This work used VS-Lite developed by Tolwinski-Ward et al.75,76,77 to generate our pseudo-TRW network because of its overall skill79,81, simplicity, and capacity to be widely applied to the PAGES 2k sites. VS-Lite takes monthly temperature and precipitation signals as input, and emulates a threshold-dependent tree-ring monthly growth response to the climate with piece-wise linear growth response functions (Eq. (1)) determined by four parameters: the lower and upper thresholds for temperature and soil moisture, respectively:

$${g}_{V}(V)=\left\{\begin{array}{lcl}0 & {\rm{if}} & V\le {V}_{1}\\ (V-{V}_{1})/({V}_{2}-{V}_{1}) & {\rm{if}} & {V}_{1}\le V\le {V}_{2}\\ 1 & {\rm{if}} & {V}_{2}\le V\end{array}\right.,$$
(1)

where V represents T (temperature) or M (moisture).

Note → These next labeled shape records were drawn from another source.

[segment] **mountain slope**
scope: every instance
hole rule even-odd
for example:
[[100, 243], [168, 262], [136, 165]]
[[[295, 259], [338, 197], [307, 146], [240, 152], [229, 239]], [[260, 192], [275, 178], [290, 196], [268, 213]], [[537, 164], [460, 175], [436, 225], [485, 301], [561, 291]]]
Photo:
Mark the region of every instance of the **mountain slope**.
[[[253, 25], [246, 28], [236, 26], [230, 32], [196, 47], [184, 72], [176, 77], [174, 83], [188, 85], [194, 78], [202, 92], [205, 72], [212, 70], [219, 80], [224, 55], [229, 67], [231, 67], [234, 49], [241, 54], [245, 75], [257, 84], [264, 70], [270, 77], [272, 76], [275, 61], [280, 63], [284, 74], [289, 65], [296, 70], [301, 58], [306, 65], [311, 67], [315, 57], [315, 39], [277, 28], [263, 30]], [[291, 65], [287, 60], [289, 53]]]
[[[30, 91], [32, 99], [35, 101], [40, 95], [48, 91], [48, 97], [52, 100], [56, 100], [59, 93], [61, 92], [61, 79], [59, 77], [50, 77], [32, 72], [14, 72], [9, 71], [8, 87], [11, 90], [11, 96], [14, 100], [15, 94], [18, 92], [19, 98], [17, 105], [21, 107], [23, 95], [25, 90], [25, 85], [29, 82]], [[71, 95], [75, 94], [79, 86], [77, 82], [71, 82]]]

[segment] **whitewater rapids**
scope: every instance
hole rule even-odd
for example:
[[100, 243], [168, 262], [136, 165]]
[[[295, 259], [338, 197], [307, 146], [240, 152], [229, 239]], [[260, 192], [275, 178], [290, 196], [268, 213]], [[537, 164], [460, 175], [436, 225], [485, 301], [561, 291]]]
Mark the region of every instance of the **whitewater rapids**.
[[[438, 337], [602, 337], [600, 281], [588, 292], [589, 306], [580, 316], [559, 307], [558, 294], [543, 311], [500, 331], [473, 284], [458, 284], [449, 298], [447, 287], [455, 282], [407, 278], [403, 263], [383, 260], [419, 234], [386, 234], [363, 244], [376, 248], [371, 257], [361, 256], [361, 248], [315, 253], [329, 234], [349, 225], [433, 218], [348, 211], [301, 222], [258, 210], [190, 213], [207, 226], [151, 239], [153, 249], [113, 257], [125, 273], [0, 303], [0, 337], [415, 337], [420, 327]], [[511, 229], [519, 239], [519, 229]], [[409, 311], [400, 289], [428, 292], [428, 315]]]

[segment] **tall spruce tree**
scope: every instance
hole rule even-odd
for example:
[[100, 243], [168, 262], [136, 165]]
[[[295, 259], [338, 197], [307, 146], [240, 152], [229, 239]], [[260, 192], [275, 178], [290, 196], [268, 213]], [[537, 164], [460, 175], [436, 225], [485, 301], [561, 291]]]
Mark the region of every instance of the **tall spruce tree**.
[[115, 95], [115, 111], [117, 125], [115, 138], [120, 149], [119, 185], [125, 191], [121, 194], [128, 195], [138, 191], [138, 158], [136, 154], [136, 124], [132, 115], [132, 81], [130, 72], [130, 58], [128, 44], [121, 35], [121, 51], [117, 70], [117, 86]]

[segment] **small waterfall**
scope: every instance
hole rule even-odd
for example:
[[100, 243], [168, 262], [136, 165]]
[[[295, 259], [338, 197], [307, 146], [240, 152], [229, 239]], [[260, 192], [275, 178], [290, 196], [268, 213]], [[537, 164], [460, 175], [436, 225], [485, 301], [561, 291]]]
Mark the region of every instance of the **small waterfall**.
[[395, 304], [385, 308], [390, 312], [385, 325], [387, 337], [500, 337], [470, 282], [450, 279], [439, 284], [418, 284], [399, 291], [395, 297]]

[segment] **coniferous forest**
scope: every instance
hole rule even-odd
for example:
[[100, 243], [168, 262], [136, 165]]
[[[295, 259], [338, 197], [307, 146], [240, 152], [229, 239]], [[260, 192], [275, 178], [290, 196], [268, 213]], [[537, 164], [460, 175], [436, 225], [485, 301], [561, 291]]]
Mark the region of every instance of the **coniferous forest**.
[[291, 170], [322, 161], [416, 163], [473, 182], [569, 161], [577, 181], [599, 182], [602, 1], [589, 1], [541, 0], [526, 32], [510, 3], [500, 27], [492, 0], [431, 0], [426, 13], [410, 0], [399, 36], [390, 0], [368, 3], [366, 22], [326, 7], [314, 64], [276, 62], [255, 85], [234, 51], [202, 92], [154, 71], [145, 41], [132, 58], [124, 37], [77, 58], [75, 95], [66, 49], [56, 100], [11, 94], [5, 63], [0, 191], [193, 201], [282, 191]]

The overall growth response is then the minimum of these two response functions modulated by the insolation-based growth response (gE) (Eq. (2)), which is determined by the latitude of the site, and the final output TRW is the standardized series of the annual integration of the monthly growths, with an error term added on (Eq. (3)):

$$g={g}_{E}\ast \min \{{g}_{T},{g}_{M}\},$$
(2)
$${\rm{TRW}}={\rm{standardize}}\left({\int }_{{t}_{s}}^{{t}_{e}}gdt\right)+\zeta ,$$
(3)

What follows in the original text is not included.